Be brave. Be brave. Be brave. He hoped the words would take hold.
“Sit.” The command was sharper this time.
Bri felt his feet walk him backwards of their own accord, away from the wall—and further from Alec.
They had been sitting in silence. Without windows or a turning glass, Bri had no idea for how long. Yet, he was certain that either numerous turns had passed, or the grains of sand in all the turning glasses everywhere had stood still.
Dorothea had scribed one labrynth, then another, and another, until the etchings on the dirt floor surrounded them on all sides. Some were identical, or at least they looked that way to Bri. Others were one of a kind and in no particular order. All of them pulsed with power.
Bri wrapped his arms around himself as he knelt, watching the old woman move about with the grace and speed of a younger woman. Her fingers moved so deftly, drawing lines, creating turns. Bri couldn’t think of anything he could do with such ease.
Then finally she stilled and knelt in front of him.
“The labrynth is a spell.”
“I know what a labrynth is,” Bri said.
She smacked him upside the head. “You do not. You know nothing of labrynths. Being bled into one does not make you an expert. You may know how to feed one, but you know nothing of what a labrynth really is. If you did, you would not claim to know them.”
Bri rubbed his head, shocked she had taken a hand to him. He was used to being hit, yes, but usually he had more warning. She had moved so fast. He closed his gaping mouth, swallowing whatever protests were forming. She had made her point.
With one finger, she drew a circle between them. “The word ‘labrynth’ is derived from ‘labyrinth.’ A maze. A route meant to confuse and befuddle, but also to bring clarity. The first to scribe them wanted to ensure that those without training would not be able to decode the spells, or to create one by
happenstance. And so we have our labrynths, complicated spells that take years, if not lifetimes, to understand. Witches are the only ones born with an innate understanding of such things. Mortals can dabble, perhaps learn one, maybe two, in their entire lifetime. But witches can see through the labrynths clearly. We know them, and we can work with them, create new ones, undo others.”
“I don’t see what this has to do with me. I’m not a witch.”
“No, you are not. But one hunts you. Someone very powerful is searching for you, and this witch is capable of incredible labrynths. Storms like the one we saw last night are rare. I could create such a thing, but I am nearly nine hundred years old. I have much experience, and I was always exceptional at my craft. But I know of no other whose ability matches my own. The last witch to equal, or perhaps even exceed my skills, died nearly a half a decade ago.”

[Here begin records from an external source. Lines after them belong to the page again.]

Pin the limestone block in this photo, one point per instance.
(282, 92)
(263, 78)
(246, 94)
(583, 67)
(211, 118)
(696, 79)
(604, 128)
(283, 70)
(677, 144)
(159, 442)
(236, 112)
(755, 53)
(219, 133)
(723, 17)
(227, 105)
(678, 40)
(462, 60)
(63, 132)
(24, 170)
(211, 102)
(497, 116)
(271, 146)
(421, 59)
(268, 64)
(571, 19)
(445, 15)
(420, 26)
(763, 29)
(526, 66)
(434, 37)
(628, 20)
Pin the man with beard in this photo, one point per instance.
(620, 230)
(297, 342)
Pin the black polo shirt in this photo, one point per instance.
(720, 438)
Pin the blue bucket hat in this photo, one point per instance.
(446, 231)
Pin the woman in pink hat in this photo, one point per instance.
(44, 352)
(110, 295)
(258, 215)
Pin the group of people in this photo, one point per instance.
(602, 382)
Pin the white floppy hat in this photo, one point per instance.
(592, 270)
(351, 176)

“I don’t know why anyone would hunt me,” Bri said. “Or who it would be. I never knew anyone outside the caravan, and they all seemed to get what they wanted from me. As long as I told fortunes and brought in money, they were satisfied. Could it be them? They want me back?”

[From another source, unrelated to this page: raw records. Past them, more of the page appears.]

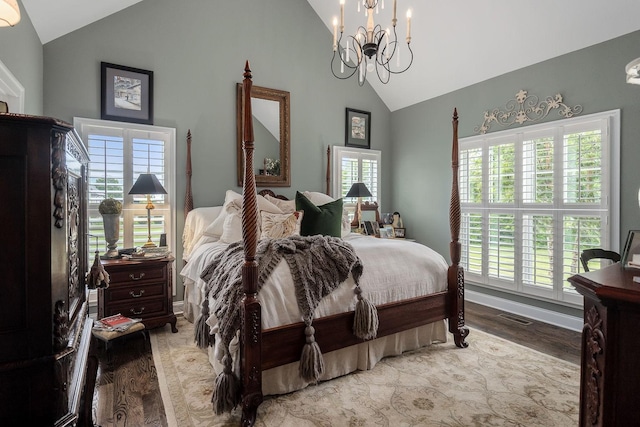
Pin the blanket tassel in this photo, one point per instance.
(311, 360)
(365, 322)
(202, 332)
(226, 392)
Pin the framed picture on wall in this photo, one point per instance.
(358, 129)
(631, 253)
(127, 94)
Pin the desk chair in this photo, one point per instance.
(597, 253)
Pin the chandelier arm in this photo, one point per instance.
(410, 62)
(352, 68)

Dorothea frowned. “Think about what I just told you. That storm, the level of talent it would take to control a labrynth such as that. I doubt there was a true witch among those cursed thieves, let alone one powerful enough for this.”
He cursed his own stupidity and tried to pay better attention. “So it’s not one of them. But then who? Who would know about me?”
“Anyone with access to the myst. But even that is a mystery, for the only ones capable of seeing into the myst are the blessed seraph who rarely come down from their comfortable Haven. And though seraph can do many things, working labrynths is not one of them.”
“Someone else then.”
“Someone else. Or both. You are a rare commodity, Brishen. And there are those who would seek to collect such things.”
“How do you know my full name?” He tensed at hearing his name, a name he hadn’t shared.
“Always use your true name when working magic, Brishen. Names have power. And one should never not be himself when working great magics.”